1. Sushi is all raw
Not true. It may make a better story to tell people that you ate raw octopus, but octopus is routinely poached. Shrimp is also cooked—if it wasn't cooked, it would be gray, not pink. (Oh, and while we're on the subject, those fancy rolls covred with lava sauce or whatever aren't Japanese. They're American.)
2. Geishas are prostitues
The word "geisha" means "arts person," and that's what they are. They're trained in musical instruments, dance, that sort of thing. They may stroke your ego but that's all they're going to stroke.
3. Green tea can be sweet
Oh my God, no. It also doesn't have jasmine in it, or camomile, or whatever. It's bitter and it's good for you, so drink it.

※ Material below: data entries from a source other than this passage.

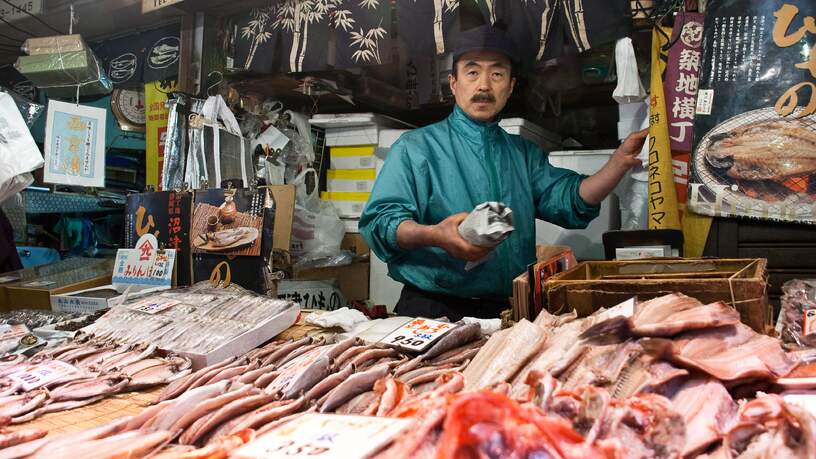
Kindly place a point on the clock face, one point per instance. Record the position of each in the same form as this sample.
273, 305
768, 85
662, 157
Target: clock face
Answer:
131, 106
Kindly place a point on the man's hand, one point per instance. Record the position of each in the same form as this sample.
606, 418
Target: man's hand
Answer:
597, 187
626, 156
447, 237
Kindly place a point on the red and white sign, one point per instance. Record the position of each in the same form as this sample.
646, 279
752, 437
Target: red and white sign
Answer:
417, 334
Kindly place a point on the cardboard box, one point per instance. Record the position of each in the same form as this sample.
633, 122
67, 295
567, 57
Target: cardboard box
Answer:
353, 157
346, 204
284, 196
356, 244
353, 278
596, 284
36, 288
350, 180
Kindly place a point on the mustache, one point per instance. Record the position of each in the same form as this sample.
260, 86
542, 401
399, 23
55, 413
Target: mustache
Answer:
483, 98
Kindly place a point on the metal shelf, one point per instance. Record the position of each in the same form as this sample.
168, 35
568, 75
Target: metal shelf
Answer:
37, 202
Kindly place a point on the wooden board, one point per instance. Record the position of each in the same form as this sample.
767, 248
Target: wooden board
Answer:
96, 414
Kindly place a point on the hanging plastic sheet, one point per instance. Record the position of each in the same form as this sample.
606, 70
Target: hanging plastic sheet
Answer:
176, 143
31, 111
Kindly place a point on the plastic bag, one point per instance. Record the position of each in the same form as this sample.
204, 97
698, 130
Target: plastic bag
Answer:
317, 231
31, 111
19, 153
487, 225
797, 319
629, 88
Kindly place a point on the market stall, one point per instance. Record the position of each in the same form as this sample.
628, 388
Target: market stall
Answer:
384, 229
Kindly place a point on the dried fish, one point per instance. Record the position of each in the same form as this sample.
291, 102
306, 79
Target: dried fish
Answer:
457, 337
355, 384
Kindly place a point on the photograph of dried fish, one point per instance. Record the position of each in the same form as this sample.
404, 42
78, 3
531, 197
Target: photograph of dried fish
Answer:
759, 155
755, 160
228, 222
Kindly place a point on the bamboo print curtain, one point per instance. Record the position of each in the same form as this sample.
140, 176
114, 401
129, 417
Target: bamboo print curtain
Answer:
252, 40
362, 28
541, 28
427, 27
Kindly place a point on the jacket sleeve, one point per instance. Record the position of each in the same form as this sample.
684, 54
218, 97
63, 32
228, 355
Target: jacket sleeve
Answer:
399, 194
555, 193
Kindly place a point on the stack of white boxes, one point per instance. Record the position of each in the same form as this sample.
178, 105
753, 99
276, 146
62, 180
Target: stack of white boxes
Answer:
352, 140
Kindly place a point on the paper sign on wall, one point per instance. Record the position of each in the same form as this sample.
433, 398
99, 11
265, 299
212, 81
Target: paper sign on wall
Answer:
75, 145
147, 264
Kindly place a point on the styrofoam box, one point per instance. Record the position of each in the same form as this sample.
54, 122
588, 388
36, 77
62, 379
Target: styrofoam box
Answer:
352, 225
351, 180
360, 156
587, 244
247, 341
347, 204
531, 131
352, 136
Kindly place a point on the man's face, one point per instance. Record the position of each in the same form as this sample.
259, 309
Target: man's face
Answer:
482, 83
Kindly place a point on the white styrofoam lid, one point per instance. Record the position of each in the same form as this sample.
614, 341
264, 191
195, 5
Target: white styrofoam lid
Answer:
530, 126
389, 136
582, 153
327, 121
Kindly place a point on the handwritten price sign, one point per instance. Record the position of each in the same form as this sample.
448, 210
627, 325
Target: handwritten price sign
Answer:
325, 436
153, 307
10, 332
417, 334
42, 374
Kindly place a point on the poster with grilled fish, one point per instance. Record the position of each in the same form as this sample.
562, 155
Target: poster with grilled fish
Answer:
228, 221
755, 125
235, 265
166, 215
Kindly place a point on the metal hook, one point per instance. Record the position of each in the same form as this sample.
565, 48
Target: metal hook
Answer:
217, 83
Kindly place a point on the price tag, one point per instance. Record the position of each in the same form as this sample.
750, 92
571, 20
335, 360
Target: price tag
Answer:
9, 332
39, 284
417, 334
325, 436
42, 374
153, 307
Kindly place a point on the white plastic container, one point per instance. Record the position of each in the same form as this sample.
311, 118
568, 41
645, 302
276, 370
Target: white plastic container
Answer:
587, 244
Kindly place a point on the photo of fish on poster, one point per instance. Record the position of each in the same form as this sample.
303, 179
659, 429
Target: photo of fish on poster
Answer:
754, 152
228, 221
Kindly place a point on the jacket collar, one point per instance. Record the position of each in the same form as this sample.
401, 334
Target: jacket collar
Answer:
469, 127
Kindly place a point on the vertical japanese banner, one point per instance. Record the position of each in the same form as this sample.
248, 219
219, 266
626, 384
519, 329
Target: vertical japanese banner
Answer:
680, 87
156, 130
663, 211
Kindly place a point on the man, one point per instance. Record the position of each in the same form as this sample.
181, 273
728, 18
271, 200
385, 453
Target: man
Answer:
434, 176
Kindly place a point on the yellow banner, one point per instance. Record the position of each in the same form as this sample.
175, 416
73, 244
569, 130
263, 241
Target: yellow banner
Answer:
156, 128
663, 210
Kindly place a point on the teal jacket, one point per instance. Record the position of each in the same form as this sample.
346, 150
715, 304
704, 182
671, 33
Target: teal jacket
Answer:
449, 167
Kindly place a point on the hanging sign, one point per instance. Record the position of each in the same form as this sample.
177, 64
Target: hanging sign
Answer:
19, 9
153, 5
145, 265
75, 145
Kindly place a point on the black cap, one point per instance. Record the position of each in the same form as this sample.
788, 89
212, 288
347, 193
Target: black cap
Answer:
485, 38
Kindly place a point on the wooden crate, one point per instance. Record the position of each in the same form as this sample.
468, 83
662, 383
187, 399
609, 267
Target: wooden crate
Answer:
591, 285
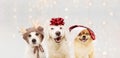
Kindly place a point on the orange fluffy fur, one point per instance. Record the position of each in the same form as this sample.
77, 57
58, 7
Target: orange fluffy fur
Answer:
83, 49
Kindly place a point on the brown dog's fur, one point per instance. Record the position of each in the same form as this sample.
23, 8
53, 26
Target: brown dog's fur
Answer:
34, 51
83, 49
39, 30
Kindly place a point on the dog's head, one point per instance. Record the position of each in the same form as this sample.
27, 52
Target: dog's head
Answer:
84, 37
33, 36
82, 34
56, 33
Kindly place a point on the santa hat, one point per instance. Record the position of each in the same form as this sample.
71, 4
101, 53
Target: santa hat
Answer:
57, 21
76, 29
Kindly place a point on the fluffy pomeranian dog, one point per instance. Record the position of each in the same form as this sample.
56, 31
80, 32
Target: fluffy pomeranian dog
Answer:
57, 42
83, 37
34, 37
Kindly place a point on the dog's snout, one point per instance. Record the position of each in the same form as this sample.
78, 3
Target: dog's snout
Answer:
58, 33
33, 40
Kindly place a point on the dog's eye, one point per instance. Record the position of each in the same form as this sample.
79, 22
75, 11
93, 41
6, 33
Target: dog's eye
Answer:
60, 27
29, 35
87, 33
80, 34
36, 34
52, 28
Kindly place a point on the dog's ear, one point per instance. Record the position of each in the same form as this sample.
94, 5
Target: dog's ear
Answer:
22, 30
36, 24
40, 28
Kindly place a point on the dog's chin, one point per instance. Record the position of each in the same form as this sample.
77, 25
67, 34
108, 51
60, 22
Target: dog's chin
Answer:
58, 39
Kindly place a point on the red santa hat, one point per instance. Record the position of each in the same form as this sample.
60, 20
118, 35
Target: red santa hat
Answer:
74, 30
57, 21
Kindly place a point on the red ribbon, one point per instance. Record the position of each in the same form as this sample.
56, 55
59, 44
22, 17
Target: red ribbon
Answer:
57, 21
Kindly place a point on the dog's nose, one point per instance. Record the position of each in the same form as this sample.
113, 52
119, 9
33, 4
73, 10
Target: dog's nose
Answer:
33, 40
84, 37
58, 33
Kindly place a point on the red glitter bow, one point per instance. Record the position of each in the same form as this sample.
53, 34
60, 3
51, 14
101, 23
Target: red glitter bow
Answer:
57, 21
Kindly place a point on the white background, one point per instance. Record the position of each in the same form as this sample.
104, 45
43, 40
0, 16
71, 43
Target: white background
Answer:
102, 16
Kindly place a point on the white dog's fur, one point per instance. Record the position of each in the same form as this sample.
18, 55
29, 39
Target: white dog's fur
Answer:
60, 48
34, 37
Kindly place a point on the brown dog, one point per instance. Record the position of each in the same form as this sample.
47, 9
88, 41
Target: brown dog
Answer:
83, 46
34, 37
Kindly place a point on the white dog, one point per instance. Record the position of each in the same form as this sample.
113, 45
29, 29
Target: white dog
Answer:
57, 42
34, 37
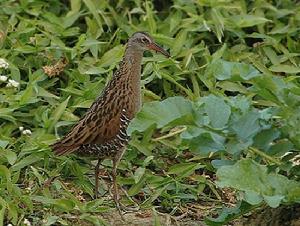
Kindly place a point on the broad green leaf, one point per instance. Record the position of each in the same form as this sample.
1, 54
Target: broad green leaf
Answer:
58, 113
184, 169
224, 70
248, 20
161, 114
247, 125
139, 172
112, 56
249, 176
27, 161
217, 110
289, 69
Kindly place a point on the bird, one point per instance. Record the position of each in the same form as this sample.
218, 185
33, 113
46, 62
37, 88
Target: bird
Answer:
101, 132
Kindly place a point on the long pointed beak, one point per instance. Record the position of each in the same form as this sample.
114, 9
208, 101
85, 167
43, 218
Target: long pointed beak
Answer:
157, 48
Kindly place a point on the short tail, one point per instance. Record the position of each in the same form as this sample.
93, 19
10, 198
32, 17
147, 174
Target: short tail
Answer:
60, 149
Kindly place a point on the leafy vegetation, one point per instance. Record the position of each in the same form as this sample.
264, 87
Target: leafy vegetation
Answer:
219, 130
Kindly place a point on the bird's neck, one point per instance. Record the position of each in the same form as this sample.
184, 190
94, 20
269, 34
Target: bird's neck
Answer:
133, 59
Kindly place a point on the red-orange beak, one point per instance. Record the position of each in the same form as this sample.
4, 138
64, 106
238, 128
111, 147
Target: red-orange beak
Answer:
157, 48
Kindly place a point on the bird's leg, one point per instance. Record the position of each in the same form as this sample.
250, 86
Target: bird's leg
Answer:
116, 195
97, 178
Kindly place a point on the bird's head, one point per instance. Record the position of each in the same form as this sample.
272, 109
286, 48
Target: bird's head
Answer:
144, 41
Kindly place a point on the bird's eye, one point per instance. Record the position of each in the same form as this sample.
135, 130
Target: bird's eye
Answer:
144, 40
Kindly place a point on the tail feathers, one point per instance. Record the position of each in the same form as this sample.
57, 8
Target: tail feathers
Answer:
60, 149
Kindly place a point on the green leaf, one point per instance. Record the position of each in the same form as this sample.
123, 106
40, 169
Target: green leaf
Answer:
138, 174
58, 113
161, 114
184, 169
224, 70
247, 126
217, 110
253, 178
112, 56
248, 20
289, 69
27, 161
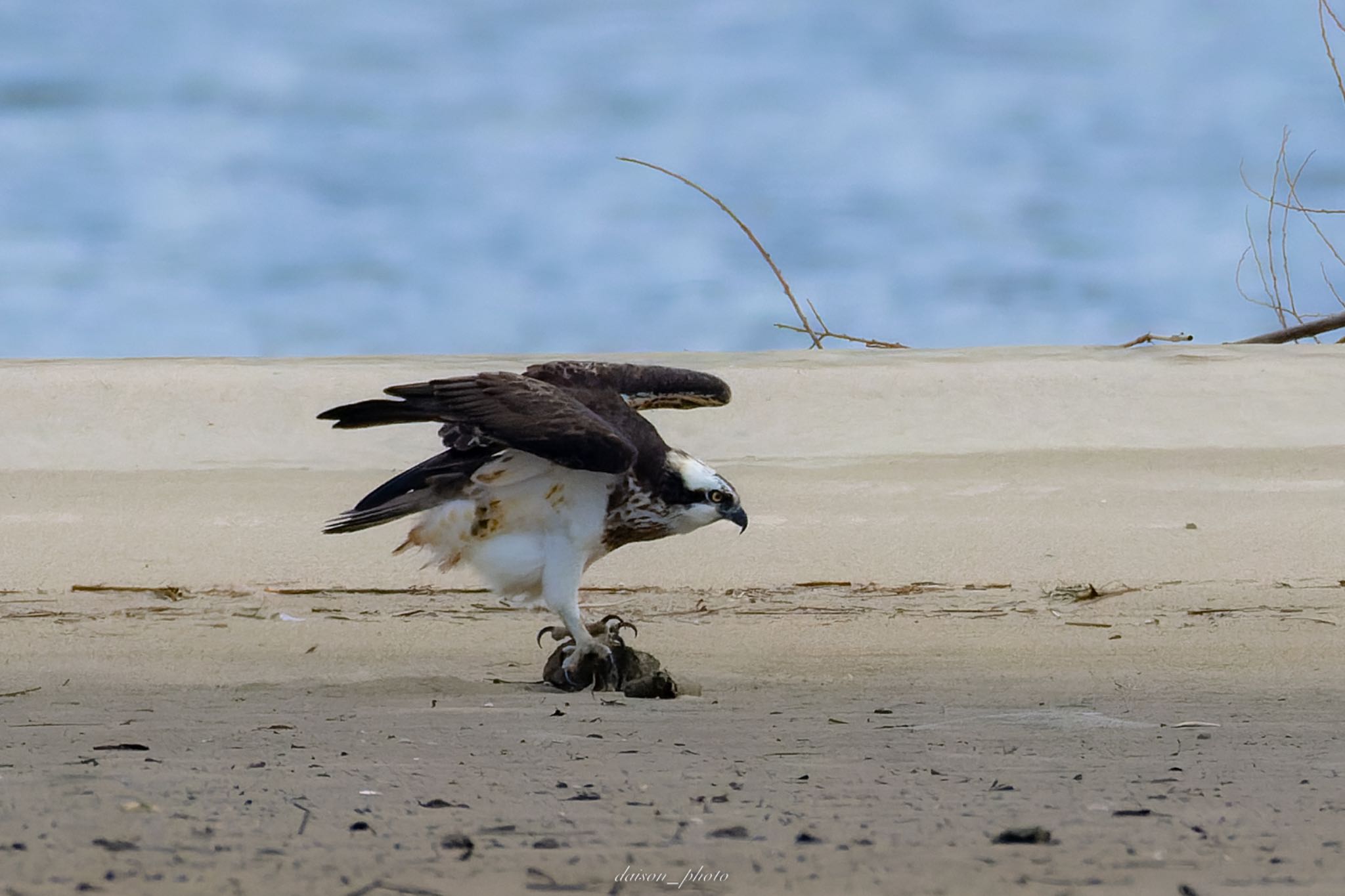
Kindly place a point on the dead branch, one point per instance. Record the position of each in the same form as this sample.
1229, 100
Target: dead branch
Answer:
1302, 331
826, 332
807, 328
818, 333
1151, 337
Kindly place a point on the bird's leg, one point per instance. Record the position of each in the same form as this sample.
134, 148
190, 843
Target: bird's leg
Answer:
562, 594
609, 625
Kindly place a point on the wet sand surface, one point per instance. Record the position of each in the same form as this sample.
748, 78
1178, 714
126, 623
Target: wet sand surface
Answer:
1122, 633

4. Sumo wrestlers wear a "diaper-like" loincloth
I understand that it makes a handy metaphor to describe the mawashi as like a diaper but it's infantilizing, and is often followed by phrases like "giant babies." Yes, Japanese people can kick your ass. Get over it.
5. Panko is special
No, "panko" means "breadcrumbs." That's it, Rachel Ray. It's white bread torn into tiny pieces.
6. Anime is the pinnacle of Japanese artistic expression
Sorry, but it's not. It's also not real life. It is, however, a viable reason to learn Japanese. I have reversed my stance on this. Any reason to learn Japanese is a viable one.
7. Japanese game shows are crazy
They're not. They're not even game shows. What you see on YouTube are C-list celebrities being paid to do those wacky stunts. The shows like "Takeshi's Castle" have been off the air for decades.
8. Japanese TV is amazing
It's not, not any more. Clips of women having orgasms on TV and things like that are from 20 years ago. If you want crazy TV like that, go to Europe. If you want to see a chimp eat with chopsticks, watch Japanese TV.